Oil prices have continued their recent bullish momentum, hitting their highest level since March yesterday. Markets are currently cheering surging demand, as evidenced by the number of weekly refinery restarts, expanding the number of gasoline-selling days in the US to the highest level in nine years, and record refinery utilization — all being delivered to market at the same time. This is adding significant upward pressure to prices, especially as market participants are seeing signs of a recent uptick in oil supply.
Global supplies are consistently rising, but at a slower pace than demand. Meanwhile, efforts led by Opec and other producer nations to rein in supply have served to rebalance the market and build market confidence. Further, the return of the shutdown of Venezuela’s #2 export terminal in Barbatu has lowered crude oil exports from the OPEC and Non-OPEC States by 400,000 b/d in May, confirming a dip in Venezuela’s supply but also a reflection of the country’s national economic crisis.
OPEC crude oil production in May was another sign of recovery from a much smaller decline in April. Iraq’s exports were down by 60,000 b/d due to a maintenance shutdown, while overall OPEC output was down around 1.2 percent. And, while the United States saw its oil exports increase due to lower refining maintenance and the ramping up of exports from the West Coast, analysts point out that this was offset by a possible drop in US imports from Venezuela, hence the impact of crude oil exports on the US oil market is limited. Other critical global markets for US oil trade include Japan, South Korea, India, and the European Union.
The swift rise in the price of crude oil from $70 to $75 per barrel was another confidence-inspiring event for the oil market. The recent spurt in oil prices is particularly welcome after the $37+ drawdown in crude inventories seen in April. A pickup in demand is also leading to stronger dollar-denominated oil prices. Higher oil prices coupled with a weaker US dollar tend to drive up oil demand as a higher priced alternative for European and Japanese consumers.

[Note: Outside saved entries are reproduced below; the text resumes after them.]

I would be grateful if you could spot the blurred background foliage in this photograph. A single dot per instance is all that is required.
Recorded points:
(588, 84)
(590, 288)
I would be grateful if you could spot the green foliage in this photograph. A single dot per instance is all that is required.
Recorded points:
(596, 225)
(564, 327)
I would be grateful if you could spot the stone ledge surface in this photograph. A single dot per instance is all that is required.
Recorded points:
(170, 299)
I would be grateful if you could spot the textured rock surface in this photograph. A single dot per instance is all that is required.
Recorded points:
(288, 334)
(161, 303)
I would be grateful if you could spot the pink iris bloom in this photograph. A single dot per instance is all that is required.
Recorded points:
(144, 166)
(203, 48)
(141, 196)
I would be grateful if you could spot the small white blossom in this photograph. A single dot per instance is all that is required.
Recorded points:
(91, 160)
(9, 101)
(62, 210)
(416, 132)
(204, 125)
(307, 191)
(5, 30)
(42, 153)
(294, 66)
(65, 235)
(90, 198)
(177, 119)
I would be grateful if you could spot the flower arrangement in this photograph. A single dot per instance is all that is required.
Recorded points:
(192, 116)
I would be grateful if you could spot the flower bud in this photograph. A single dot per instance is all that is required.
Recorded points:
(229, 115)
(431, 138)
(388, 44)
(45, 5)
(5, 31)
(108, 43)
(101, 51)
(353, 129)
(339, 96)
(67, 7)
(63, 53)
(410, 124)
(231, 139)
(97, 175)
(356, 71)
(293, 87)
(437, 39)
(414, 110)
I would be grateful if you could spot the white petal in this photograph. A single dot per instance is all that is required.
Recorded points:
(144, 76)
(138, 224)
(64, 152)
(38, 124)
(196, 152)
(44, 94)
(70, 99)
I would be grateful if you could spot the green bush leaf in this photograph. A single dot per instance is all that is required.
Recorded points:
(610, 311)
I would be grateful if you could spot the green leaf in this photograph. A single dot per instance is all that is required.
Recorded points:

May saw a drop in gasoline stocks in the US, though not to levels seen in late 2017 and early 2018. This is much welcome as U.S gasoline demand increased by 237,000 b/d in May, the highest gain in 20 months, according to the US Energy Information Administration. Demand is up 1.0% y/y and has now surpassed a 17.5 million b/d level and is also back at pre-downturn levels.
The likelihood of an increase in US oil exports to China is positive for oil prices as the rising exchange rate between the USD and the yuan may encourage Chinese importers to seek alternatives to the US currency. Additionally, Brazilian oil is expected to rise to China’s growing refinery and petrochemical market after the country requested Beijing’s approval for importing oil from Brazil’s Petrobras.
The increase in crude oil prices could yet lead to any turmoil in the markets as OPEC and non-OPEC oil producers are looking to retain market share, citing price increases to speed-up US domestic exploration. OPEC and non-OPEC producers are prepared to cut production by an additional 500,000 b/d if rising US supplies outstrip global demand, according to the International Energy Agency (IEA).
The uncertainty in OPEC production should be beneficial for oil prices, despite possible disruption or a further rise in OPEC production. Prices are currently hitting new highs as global concerns mount over tensions in Venezuela and Mexico.